Reading over two terrorists shoulders
The Combating Terrorism Center at West Point has released 17 of the documents retrieved from the compound in Abbottabad where Osama bin Laden was killed. In addition to English translations and the original Arabic versions – posted online today at 9:00 AM EST — the CTC has issued a short report contextualizing the documents.
See: Last Year at Abbottabad.
While you’re at the CTC site scan their other publications. Good stuff.
Many HLSWatch readers will also be interested in a Senate Homeland Security and Governmental Affairs staff report on the radicalization of Zac Chesser. Please access: A Case Study in Online Islamist Radicalization and Its Meaning for the Threat of Homegrown Terrorism.
In July 2010 I posted a piece entitled: Could you or I have talked Zac Chesser out of violent extremism? Arnold Bogis (not yet a fellow poster) and I had a quick exchange on the question. In the Senate report there is a tantalizing reference to Chesser almost being talked back from the edge.
Each set of resources offers fascinating insights into terrorist realities.

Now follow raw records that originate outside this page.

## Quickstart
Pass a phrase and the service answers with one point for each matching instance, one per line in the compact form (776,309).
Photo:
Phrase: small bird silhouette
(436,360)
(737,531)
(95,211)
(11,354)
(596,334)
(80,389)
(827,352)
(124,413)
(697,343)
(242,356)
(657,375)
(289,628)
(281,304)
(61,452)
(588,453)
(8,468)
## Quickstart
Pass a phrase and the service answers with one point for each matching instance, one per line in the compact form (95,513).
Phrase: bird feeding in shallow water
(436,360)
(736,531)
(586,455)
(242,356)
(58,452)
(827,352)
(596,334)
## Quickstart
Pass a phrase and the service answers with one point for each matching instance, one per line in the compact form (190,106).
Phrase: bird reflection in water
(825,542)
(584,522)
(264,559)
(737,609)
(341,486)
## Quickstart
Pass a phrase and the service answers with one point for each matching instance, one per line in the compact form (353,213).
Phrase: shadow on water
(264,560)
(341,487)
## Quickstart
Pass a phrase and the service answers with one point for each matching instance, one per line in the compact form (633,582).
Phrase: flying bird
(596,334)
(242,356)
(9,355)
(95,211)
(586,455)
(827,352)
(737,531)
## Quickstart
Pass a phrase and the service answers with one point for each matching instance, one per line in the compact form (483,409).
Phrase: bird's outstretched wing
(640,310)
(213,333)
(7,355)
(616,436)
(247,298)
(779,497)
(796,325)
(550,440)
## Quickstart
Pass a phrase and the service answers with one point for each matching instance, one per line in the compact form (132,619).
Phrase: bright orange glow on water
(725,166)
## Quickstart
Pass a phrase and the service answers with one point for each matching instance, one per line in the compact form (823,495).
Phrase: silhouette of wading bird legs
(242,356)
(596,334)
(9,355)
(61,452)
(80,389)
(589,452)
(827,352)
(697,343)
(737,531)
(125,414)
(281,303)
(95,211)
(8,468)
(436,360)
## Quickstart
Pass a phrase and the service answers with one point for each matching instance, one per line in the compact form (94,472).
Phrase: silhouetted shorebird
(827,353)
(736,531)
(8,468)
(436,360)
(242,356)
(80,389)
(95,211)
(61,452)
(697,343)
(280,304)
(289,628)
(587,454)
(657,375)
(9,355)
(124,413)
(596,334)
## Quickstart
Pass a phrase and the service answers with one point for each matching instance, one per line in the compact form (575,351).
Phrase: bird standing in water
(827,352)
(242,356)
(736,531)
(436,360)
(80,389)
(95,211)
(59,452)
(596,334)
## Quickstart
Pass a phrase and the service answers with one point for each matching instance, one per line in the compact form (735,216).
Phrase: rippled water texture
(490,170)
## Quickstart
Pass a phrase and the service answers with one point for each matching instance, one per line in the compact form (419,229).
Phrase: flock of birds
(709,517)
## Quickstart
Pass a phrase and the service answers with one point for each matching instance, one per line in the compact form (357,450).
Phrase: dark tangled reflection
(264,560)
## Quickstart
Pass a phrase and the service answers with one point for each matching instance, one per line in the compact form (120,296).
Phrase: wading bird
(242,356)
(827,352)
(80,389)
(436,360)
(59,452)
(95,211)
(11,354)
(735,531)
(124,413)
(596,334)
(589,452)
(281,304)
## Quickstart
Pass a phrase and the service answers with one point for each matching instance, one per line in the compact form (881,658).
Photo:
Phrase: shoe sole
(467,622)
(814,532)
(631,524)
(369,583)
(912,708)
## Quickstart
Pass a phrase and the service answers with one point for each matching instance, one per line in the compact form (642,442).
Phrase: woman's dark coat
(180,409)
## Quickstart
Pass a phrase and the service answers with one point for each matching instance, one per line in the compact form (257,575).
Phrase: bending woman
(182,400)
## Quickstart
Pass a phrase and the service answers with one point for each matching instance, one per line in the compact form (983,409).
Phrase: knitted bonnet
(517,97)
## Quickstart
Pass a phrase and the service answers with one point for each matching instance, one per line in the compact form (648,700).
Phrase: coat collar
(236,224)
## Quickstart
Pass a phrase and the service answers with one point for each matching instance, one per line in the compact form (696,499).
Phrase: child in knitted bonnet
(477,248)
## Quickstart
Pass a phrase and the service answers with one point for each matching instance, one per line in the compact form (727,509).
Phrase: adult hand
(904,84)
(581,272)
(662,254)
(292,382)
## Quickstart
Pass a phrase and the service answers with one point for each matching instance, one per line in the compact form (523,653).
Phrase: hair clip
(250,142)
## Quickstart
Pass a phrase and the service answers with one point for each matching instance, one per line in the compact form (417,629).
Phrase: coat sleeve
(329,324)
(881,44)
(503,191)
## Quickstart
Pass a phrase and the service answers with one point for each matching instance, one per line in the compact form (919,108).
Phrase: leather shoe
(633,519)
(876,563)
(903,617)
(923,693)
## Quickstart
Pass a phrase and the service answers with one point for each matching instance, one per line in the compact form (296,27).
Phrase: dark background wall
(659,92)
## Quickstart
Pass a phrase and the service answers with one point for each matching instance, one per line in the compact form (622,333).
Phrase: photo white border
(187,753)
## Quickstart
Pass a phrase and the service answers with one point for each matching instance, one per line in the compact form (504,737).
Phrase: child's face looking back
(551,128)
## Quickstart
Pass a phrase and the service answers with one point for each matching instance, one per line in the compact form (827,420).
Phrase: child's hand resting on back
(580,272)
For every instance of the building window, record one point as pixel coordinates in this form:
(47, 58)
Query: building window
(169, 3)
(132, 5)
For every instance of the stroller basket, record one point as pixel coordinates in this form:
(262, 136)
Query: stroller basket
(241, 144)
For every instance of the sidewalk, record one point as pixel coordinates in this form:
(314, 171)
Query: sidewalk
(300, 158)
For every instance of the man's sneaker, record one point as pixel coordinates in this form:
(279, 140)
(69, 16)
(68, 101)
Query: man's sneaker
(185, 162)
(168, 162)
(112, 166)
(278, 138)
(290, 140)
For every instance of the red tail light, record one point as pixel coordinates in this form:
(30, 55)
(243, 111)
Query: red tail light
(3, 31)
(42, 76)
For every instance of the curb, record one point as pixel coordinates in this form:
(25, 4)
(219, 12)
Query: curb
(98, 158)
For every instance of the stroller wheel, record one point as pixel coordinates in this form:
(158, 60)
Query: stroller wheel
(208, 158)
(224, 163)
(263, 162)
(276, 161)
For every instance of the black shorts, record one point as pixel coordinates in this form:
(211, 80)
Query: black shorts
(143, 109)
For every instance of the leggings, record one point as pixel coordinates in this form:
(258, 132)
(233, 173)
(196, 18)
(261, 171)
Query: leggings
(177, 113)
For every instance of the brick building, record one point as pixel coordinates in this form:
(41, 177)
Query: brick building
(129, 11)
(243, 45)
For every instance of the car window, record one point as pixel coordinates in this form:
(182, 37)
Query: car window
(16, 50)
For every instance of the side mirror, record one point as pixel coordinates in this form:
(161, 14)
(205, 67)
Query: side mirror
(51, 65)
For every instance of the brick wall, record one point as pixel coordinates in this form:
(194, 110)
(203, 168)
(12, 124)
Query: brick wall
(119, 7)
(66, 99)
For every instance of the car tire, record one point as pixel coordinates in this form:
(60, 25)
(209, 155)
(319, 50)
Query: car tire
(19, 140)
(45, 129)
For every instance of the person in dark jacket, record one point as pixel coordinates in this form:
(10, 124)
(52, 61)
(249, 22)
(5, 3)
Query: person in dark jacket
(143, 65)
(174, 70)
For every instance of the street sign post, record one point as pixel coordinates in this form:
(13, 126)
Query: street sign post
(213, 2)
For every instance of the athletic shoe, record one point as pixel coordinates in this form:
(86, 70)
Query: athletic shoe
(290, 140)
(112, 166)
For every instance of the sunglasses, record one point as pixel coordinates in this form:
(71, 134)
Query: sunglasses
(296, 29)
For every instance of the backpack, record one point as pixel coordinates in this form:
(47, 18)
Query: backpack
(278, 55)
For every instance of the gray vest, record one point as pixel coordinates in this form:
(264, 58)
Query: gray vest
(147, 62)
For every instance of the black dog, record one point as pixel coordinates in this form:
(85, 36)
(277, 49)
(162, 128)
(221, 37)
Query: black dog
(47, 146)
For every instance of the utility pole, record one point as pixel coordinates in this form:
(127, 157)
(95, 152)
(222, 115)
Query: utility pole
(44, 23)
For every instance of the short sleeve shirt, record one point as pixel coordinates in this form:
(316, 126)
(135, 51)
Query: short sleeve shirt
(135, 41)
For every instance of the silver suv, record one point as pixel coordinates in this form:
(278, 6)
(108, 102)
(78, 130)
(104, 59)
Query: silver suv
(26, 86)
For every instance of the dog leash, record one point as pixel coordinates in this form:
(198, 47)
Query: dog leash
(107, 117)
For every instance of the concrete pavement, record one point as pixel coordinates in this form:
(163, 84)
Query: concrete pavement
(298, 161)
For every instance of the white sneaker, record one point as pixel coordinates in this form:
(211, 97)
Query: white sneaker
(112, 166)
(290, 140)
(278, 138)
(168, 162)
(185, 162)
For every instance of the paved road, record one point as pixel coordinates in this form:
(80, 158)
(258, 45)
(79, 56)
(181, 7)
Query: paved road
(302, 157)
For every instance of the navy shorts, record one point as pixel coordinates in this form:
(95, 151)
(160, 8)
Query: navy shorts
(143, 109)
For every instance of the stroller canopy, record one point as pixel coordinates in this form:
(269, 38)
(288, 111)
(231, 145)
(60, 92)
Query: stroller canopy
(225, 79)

I recently discovered a cache of letters I had written (rough drafts) and received (in reply) from the early 1980s. I came away wondering about the vagaries of memory and the often fluid nature of what purports to be real.
It’s a tad intimidating to think how these posts and comments may be read thirty years from now. If we’re lucky these bytes may prove even more fragile than the thin airmail paper I found in a long forgotten file. Based on all three examples, humility ages more gracefully than its opposite.